When a New York business deals with a party that is in bankruptcy, it should beware of executory contracts. An executory contract is a contract between a debtor and another party under which both parties have material obligations remaining. If either party stopped performing, the non-performance would be a breach of contract.
Real property rentals and equipment leases are examples of executory contracts. In these contracts, the lessor has a duty to give future possession of the property and the lessee has an obligation to make lease payments.
Executory contracts matter in a New York bankruptcy because the debtor or a bankruptcy trustee determines whether to perform or refuse to perform duties under an executory contract. The entire agreement must be assumed or rejected. The debtor or trustee may not assume part of the agreement and reject or modify the rest of the deal.
In a Chapter 7, where the bankruptcy estate gets liquidated, executory contracts must be assumed or rejected within 60 days of the filing of the bankruptcy petition. In Chapter 13 bankruptcy, executory contracts must be assumed or rejected before confirmation of a repayment plan unless the court allows for another date. The repayment plan details how much the debtor will pay creditors over time.
Agreeing to perform an executor contract translates to assumption of the agreement and refusing to perform means rejection of the contract. Rejection is automatic if the deal is not assumed within a certain time. Rejection of an executory agreement is treated as a pre-petition breach of contract, with damages treated as an unsecured claim. An unsecured claim has lower priority than a secured claim, and may not get paid if there are not enough assets in a bankruptcy estate.

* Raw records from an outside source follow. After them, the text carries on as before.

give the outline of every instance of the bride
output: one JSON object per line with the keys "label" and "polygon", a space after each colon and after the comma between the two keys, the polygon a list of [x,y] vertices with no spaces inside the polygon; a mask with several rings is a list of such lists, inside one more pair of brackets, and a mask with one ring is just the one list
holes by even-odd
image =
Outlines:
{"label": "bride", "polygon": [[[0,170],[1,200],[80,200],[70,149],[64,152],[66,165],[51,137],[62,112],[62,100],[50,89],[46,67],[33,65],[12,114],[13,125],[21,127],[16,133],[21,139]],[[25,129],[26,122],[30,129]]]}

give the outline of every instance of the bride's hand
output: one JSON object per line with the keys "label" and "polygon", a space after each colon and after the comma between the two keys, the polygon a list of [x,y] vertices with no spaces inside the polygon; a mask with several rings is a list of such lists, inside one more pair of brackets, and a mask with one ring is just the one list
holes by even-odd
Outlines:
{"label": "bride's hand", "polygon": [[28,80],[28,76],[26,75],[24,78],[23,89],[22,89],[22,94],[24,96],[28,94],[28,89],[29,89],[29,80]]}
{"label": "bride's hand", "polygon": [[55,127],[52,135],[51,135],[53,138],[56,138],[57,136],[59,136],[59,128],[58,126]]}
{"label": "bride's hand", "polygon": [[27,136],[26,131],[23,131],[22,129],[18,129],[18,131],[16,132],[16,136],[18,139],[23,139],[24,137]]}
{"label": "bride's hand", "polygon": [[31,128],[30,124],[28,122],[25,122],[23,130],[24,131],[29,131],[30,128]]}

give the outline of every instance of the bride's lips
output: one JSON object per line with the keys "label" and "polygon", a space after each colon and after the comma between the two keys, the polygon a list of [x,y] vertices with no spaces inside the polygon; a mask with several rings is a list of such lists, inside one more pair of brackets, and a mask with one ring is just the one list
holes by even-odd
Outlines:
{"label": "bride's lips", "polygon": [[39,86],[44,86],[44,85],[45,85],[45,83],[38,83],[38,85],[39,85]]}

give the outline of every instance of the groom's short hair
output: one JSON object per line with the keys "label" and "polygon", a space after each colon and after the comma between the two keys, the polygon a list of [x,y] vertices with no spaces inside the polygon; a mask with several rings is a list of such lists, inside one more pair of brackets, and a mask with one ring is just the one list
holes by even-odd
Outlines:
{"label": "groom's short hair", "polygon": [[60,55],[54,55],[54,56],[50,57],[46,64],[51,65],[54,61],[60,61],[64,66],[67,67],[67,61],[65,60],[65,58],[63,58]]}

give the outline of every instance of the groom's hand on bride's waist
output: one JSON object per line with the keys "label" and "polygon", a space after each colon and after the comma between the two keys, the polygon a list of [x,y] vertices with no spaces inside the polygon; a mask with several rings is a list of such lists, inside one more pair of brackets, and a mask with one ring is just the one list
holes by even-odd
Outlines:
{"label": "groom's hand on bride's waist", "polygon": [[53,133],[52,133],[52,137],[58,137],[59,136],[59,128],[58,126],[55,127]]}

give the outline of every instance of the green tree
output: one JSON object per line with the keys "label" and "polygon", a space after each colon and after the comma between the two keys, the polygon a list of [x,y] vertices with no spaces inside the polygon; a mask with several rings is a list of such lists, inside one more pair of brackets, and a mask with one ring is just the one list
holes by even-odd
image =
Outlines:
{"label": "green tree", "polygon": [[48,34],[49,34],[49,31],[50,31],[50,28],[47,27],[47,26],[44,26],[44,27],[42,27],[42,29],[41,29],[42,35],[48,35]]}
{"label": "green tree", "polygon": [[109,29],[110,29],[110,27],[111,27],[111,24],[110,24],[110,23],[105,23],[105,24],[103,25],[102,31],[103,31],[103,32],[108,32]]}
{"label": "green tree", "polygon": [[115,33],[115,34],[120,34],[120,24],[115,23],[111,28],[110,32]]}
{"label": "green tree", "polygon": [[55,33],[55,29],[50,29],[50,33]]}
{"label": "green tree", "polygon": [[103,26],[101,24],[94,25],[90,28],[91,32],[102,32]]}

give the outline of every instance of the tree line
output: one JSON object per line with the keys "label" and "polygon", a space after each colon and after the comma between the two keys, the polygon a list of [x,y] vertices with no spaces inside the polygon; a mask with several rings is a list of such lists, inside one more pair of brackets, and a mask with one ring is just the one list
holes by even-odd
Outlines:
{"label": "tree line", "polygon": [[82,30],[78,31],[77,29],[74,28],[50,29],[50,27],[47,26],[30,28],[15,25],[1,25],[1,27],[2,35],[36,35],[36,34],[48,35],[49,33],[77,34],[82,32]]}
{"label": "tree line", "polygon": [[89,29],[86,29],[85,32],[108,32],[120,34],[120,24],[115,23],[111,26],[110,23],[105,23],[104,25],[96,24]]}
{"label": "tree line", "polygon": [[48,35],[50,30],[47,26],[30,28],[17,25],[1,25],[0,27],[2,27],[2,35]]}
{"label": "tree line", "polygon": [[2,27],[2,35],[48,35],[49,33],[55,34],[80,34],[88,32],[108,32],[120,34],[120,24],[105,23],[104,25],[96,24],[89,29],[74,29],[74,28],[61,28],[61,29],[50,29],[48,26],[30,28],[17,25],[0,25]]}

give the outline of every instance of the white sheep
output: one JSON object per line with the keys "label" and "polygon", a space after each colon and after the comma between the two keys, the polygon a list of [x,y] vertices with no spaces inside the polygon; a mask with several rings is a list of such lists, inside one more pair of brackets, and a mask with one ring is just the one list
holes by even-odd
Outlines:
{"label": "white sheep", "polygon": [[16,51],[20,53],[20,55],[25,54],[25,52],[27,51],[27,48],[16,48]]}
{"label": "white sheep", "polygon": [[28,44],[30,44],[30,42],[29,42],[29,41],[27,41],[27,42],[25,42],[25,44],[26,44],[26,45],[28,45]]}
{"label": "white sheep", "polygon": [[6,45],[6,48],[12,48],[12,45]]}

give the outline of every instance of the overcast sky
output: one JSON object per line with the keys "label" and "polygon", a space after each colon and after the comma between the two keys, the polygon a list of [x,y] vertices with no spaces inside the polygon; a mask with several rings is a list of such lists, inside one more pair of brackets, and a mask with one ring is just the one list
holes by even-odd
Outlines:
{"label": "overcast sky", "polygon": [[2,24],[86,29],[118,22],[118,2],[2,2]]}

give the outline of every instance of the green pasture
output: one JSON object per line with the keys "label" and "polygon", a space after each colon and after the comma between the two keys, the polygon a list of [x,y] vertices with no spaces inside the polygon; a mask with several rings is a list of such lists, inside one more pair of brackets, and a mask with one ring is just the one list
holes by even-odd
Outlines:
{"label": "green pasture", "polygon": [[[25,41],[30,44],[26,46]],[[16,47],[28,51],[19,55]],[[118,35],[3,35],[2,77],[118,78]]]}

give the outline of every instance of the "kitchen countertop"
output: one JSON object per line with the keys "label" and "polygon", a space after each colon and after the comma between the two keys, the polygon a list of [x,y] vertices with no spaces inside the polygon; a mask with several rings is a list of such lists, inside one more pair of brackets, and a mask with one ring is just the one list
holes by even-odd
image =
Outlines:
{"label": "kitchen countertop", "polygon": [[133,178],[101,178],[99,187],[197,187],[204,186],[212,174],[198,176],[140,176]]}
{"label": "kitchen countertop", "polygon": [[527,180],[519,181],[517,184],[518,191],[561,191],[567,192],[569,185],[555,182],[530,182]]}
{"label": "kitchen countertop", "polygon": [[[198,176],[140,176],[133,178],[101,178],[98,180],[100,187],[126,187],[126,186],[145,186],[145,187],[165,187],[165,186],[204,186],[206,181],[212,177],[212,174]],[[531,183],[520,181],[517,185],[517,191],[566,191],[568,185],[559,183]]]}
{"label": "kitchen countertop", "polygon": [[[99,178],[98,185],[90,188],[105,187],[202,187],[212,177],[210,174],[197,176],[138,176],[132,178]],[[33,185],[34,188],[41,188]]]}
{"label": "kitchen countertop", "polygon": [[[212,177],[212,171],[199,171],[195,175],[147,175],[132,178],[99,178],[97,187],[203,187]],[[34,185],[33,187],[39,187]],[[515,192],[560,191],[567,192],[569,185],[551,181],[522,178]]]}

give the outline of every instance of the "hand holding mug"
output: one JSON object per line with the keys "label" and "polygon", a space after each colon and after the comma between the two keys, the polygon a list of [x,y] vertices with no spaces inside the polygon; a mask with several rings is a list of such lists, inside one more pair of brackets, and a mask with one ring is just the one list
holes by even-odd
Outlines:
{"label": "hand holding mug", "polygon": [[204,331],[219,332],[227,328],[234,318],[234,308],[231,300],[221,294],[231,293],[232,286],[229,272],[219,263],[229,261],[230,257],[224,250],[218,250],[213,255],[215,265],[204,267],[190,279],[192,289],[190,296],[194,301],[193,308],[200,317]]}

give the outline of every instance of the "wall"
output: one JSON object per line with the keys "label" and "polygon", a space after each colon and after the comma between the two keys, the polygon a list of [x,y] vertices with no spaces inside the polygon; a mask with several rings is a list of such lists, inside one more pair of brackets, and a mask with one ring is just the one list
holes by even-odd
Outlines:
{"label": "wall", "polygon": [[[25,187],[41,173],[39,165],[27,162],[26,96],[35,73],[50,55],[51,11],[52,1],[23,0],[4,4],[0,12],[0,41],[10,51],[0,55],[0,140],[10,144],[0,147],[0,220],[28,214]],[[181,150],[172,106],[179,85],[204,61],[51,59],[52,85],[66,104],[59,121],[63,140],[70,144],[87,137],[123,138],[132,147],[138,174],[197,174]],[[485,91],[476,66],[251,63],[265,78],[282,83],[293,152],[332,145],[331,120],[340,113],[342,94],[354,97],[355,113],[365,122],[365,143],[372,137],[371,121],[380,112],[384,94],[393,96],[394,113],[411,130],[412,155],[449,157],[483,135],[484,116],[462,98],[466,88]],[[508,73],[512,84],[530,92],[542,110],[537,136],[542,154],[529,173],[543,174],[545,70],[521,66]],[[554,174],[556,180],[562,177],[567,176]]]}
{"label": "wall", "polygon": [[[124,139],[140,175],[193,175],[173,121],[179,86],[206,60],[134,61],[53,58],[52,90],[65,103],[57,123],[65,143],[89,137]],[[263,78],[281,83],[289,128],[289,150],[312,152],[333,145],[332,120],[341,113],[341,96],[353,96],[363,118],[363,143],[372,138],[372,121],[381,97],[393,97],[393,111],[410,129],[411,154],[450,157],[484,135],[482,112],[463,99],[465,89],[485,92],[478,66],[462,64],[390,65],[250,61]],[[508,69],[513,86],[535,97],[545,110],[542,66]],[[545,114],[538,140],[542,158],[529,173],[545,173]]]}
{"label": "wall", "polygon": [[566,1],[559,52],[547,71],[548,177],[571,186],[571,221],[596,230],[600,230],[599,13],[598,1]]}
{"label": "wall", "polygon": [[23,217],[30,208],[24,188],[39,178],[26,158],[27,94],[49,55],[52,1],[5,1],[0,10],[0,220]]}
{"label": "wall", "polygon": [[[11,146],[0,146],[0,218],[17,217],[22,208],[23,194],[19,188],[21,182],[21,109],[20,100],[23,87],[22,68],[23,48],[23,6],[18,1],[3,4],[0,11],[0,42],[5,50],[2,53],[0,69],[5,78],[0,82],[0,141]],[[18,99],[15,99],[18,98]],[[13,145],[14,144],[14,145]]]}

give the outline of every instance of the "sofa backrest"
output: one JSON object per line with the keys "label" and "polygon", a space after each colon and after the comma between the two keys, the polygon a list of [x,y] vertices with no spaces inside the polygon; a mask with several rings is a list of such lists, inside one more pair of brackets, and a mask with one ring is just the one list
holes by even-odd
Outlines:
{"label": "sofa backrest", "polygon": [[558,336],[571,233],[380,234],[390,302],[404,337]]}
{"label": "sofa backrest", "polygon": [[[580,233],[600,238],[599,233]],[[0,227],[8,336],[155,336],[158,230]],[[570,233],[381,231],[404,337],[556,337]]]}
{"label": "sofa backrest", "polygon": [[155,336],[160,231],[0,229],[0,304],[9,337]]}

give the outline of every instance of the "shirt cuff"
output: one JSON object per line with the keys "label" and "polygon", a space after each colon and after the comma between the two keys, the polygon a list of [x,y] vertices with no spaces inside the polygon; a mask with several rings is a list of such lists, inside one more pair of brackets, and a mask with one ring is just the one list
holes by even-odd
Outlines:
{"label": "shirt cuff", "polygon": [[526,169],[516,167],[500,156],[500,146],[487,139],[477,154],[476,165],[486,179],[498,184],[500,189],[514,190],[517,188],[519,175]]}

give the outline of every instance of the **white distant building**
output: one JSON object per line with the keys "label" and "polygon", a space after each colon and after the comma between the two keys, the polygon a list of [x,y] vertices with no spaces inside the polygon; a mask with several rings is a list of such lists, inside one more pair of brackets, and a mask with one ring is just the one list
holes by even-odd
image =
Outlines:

If a New York debtor assumes the executory contract, the debtor has to cure any defaults, and show that it can really perform in the future. Assumption requires court approval. If a debtor assumes and assigns the executory contract to another party, such as a buyer of assets, the debtor has to cure any defaults and the purchaser has to show that the buyer can really perform under the agreement in the future. An executory agreement may usually be assigned though it has an anti-assignment clause in the contract. An anti-assignment clause usually does not allow for assignment of a contract unless a party gives its consent for assignment. Under bankruptcy laws, a debtor may assign its agreement to a third party to take over the performance though the non-debtor party negotiated a requirement that its consent must be obtained prior to assignment.